Optimizing Blockchain Analysis: Tackling Temporality and Scalability with an Incremental Approach with Metropolis-Hastings Random Walks
Junliang Luo, Xue Liu
TL;DR
This work tackles temporality and scalability in blockchain transaction network analysis by combining an Incremental Unbiased Update with Metropolis-Hastings random walks to produce efficient, informative node embeddings. The approach enables updating embeddings without re-training the entire graph while guiding walk exploration toward high-utility, $h$-hop regions, reducing the number of walks needed. Empirical results across multiple datasets show that MH-based embeddings achieve competitive or superior node classification performance with fewer walks, and the Unbiased Update closely matches From-Scratch embeddings, demonstrating practical scalability for growing blockchain graphs. The methodology offers a scalable tool for transaction monitoring, fraud detection, and address-type classification in real-world, rapidly expanding blockchain networks.
Abstract
Blockchain technology, with implications in the financial domain, offers data in the form of large-scale transaction networks. Analyzing transaction networks facilitates fraud detection, market analysis, and supports government regulation.

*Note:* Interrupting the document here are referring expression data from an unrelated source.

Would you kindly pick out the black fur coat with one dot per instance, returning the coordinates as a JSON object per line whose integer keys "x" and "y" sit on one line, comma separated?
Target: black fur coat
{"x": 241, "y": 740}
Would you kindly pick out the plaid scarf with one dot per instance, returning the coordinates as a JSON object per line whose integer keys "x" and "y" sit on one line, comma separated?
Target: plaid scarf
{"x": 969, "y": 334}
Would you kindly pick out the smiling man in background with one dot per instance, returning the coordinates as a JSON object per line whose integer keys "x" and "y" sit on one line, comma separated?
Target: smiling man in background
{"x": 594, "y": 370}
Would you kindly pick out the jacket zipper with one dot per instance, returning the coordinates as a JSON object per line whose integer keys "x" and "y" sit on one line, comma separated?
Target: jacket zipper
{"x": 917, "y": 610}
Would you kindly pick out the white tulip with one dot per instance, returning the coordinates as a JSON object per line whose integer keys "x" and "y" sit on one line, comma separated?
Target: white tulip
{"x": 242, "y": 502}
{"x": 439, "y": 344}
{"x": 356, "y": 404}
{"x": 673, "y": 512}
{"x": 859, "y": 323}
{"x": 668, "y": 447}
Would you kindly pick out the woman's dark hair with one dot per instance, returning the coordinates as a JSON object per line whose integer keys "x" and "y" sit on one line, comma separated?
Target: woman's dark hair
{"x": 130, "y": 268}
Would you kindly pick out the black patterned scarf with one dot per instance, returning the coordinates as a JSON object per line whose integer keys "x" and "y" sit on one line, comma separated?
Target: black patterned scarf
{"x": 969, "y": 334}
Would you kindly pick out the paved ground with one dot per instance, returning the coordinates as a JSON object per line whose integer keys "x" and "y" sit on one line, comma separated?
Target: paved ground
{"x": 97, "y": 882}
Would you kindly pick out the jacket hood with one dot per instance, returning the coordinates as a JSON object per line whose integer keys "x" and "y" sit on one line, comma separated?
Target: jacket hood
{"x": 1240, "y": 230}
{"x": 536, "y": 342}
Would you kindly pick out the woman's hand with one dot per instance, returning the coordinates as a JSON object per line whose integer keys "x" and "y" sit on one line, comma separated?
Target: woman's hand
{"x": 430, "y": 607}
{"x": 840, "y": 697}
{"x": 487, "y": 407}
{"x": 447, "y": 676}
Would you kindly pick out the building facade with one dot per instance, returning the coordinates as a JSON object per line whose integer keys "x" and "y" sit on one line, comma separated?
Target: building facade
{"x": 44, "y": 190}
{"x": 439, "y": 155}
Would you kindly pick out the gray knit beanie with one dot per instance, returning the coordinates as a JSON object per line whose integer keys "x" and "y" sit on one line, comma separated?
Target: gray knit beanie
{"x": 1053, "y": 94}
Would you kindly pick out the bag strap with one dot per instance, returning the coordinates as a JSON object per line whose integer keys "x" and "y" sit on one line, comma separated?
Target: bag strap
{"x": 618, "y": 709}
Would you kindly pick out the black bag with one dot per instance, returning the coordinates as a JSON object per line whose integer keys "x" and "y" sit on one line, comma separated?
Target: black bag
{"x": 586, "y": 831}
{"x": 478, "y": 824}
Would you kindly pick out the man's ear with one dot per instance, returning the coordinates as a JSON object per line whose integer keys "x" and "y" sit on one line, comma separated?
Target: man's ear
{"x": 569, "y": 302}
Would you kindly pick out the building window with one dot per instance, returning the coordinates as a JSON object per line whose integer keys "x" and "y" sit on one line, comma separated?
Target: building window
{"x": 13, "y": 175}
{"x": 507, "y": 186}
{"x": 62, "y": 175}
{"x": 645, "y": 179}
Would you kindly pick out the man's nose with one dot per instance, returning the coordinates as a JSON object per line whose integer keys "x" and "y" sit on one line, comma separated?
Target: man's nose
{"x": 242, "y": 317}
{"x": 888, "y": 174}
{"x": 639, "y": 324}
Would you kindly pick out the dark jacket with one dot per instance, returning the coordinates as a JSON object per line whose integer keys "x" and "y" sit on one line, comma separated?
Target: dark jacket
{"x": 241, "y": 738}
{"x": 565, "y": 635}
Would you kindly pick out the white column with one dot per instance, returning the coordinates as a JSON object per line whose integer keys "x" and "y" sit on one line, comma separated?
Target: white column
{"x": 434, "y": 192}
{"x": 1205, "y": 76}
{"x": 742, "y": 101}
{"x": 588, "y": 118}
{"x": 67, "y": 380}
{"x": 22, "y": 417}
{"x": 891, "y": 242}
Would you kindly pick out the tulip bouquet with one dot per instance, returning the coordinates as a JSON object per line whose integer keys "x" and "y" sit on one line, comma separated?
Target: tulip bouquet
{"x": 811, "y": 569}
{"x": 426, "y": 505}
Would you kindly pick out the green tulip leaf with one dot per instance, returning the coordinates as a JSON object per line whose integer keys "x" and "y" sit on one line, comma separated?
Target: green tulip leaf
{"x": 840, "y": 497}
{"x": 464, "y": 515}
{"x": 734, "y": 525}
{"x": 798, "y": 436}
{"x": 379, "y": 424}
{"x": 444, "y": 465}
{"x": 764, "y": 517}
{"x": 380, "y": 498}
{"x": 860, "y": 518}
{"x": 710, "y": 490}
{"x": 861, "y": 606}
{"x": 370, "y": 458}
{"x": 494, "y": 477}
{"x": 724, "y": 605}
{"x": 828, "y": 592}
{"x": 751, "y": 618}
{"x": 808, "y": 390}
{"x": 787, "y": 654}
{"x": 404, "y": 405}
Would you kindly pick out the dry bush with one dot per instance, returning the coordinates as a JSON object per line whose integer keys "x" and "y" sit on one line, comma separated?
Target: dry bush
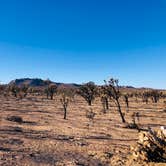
{"x": 151, "y": 147}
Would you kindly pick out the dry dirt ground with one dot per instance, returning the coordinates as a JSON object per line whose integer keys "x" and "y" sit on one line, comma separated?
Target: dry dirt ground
{"x": 44, "y": 138}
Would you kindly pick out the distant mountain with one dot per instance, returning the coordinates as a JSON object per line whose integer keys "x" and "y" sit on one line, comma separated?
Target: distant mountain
{"x": 37, "y": 82}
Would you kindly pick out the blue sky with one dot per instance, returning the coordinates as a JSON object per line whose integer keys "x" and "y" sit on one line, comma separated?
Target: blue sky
{"x": 83, "y": 40}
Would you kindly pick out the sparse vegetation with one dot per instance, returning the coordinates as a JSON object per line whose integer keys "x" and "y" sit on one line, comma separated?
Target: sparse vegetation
{"x": 88, "y": 91}
{"x": 113, "y": 91}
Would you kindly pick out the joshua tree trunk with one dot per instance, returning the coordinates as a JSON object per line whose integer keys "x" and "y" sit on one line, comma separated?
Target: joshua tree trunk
{"x": 52, "y": 95}
{"x": 89, "y": 102}
{"x": 106, "y": 103}
{"x": 65, "y": 112}
{"x": 120, "y": 112}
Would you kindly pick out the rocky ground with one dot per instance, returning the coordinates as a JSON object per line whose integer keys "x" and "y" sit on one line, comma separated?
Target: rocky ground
{"x": 43, "y": 138}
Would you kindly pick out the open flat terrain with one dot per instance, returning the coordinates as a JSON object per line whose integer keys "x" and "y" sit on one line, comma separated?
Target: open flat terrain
{"x": 44, "y": 138}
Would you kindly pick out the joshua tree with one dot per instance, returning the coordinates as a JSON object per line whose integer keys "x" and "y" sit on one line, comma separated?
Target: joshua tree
{"x": 14, "y": 90}
{"x": 51, "y": 90}
{"x": 24, "y": 90}
{"x": 126, "y": 99}
{"x": 145, "y": 96}
{"x": 113, "y": 91}
{"x": 66, "y": 96}
{"x": 104, "y": 98}
{"x": 155, "y": 95}
{"x": 88, "y": 91}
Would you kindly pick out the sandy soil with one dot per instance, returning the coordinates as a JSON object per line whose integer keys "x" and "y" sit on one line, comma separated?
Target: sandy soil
{"x": 44, "y": 138}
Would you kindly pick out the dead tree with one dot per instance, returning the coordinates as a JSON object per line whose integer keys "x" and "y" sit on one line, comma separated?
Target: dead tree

Despite many graph representation learning methods for transaction network analysis, we pinpoint two salient limitations that merit more investigation. Existing methods predominantly focus on the snapshots of transaction networks, sidelining the evolving nature of blockchain transaction networks. Existing methodologies may not sufficiently emphasize efficient, incremental learning capabilities, which are essential for addressing the scalability challenges in ever-expanding large-scale transaction networks. To address these challenges, we employed an incremental approach for random walk-based node representation learning in transaction networks. Further, we proposed a Metropolis-Hastings-based random walk mechanism for improved efficiency. The empirical evaluation conducted on blockchain transaction datasets reveals comparable performance in node classification tasks while reducing computational overhead. Potential applications include transaction network monitoring, the efficient classification of blockchain addresses for fraud detection or the identification of specialized address types within the network.